This 19th-century Swedish folk art painting depicts a nativity scene with three wise men bearing gifts.
It’s known as a ‘bonadsmålning’, a form of festive wall decoration for simple rural homes.
Imagine, if you can, that you’re a Swedish farmer in the early 19th century. It’s December, and your simple rustic cottage is overrun with several young children excited for the forthcoming festive season. For each year, together with your wife, you transform the cold stone interior into a magical grotto of gold, green and red. Homemade wooden decorations are placed in nooks, while the walls are adorned with long, locally-made, festive artwork depicting religious scenes, such as the nativity.
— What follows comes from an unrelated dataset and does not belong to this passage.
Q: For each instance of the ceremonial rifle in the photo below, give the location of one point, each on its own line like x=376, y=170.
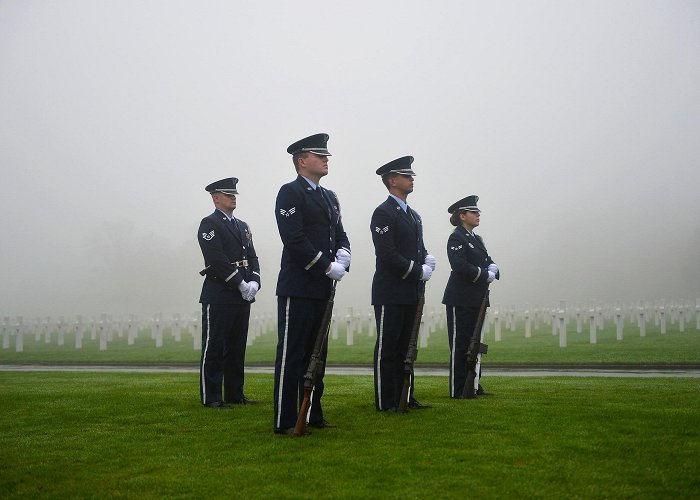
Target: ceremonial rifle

Bonadsmålnings have a long history stemming from the Middle Ages but reached popularity between 1750 and 1850. Initially created on fabric, these unusual tapestry-esque ensembles were designed by local craftsmen in order to decorate rural Swedish homes. They were by the people and for the people. Over time, several ‘schools’ emerged as leading the way in terms of design and decorative appeal. These were the Unnaryd School founded by soldier Nils Lundbergh (1718-1788), the Breared School led by Johannes Nilsson (1757-1827), Åsskolan School of Anders Eriksson (1774-1855), and the Sunnerboskolan School of Nils Persson (1772-1836).
Today, due to the increasing popularity of folk art, bonadsmålnings are once again becoming a sought-after element of decorative furnishing. But, this time, they hang proudly on walls throughout the seasons.
Held within a contemporary glazed frame.
Due to its size, it’s only available for UK delivery.
Medium: Tempera on paper
Overall size: 73” x 19” / 187cm x 48cm
Year of creation: c. 1840
Condition: Various abrasions, tears, losses and age-related darkening. But overall, the piece works well as an interesting decorative item. Framed well.